The results indicate (Table-I) that there is a significant difference in expressed emotion score between families of patients with schizophrenia (experimental group) and families of normal subjects (control group). Further analysis showed that the subjects differ in critical comments, hostility, emotional overinvolv- ement, positive remarks and warmth. Table-II indicates highest mean score for emotional over involvement. The scores are significant at 0.05 level of significance.
The descriptive analysis in Table-III shows that for most of the subjects this was the first psychiatric admission (34.28%) and there is 2.85% subject in the category of seven admissions.
The aim of the research was to study the expressed emotion and schizophrenia in Pakistan. A purposive sample (n = 35) of schizophrenic families were collected. The results indicates that there is a significant difference between the scores on expressed emotion of two groups thus leading to rejection of null hypothesis that there is no difference between scores of expressed emotion between two groups. Weisman et al10 found that high expressed emotion families viewed the illness and associated symptoms as residing within the patients’ personal control, more than did low expressed emotion families. Family members who perceived the patient as having control over the symptoms of schizophrenia tended to express greater negative emotions such as anger and annoyance toward the patient than did family members who viewed the symptoms as beyond the patients personal control. During the research it was observed that families of people with schizophrenia believe to some extent that the patient has control over his symptoms which creates a negative attitude of patients in their mind. Muser et al11 found that those schizophrenic patients whose relatives have high expressed emotions had a higher rate of rehospitalization and more symptoms.
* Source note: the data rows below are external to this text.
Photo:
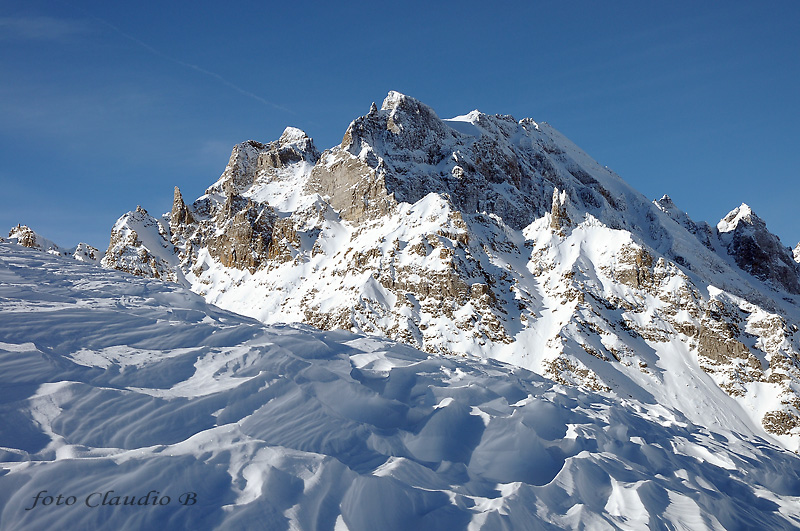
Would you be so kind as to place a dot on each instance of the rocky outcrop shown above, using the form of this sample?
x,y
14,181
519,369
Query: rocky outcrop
x,y
140,245
243,233
27,237
758,251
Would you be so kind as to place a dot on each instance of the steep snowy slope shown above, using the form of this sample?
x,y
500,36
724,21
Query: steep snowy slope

The findings of the study need to be understood in the cultural perspective. Kamal12 studied expressed emotion in Egyptian perspective and observed that high expressed emotion was present in 55% of the families of patients with schizophrenia. They reported that Egyptian patients tolerated higher levels of criticism before relapse than have been reported in Western studies. They suggested that these levels were inclusive of benign criticism. A similar observation was reported by Okasha et al,13 who found that criticism is an accepted and acceptable component of interpersonal relations in Egyptian culture and that it might well reflect an element of care. It is also possible that criticism and overinvolvement are intertwined and that warmth might act as a key protective factor. Emotional overinvolvement is seen in the West as pathological because it crosses the boundaries of individuals (i.e. it acts against the individual, egocentric position), whereas in our cultures such an approach may be the norm. The mere presence of high expressed emotion might not predict relapse. There is some evidence that outcome in schizophrenia is better in developing countries especially in our neighborhood India.4
Demographic profiles further indicate that number of admissions were higher among rural subjects. Martyns-Yellow14 studied the burden of schizophrenia on the family in Nigerian perspective. They found that rural families experienced more burdens and are more prone to psychiatric morbidity than urban population. In the present study, about 67 percent of schizophrenic population was from rural areas.
Overall, there is clear evidence of the presence of expressed emotion in families with schizophrenia in Pakistani context. It is now to the clinicians to establish the baseline normativedata before accepting these findings and establishing family interventions.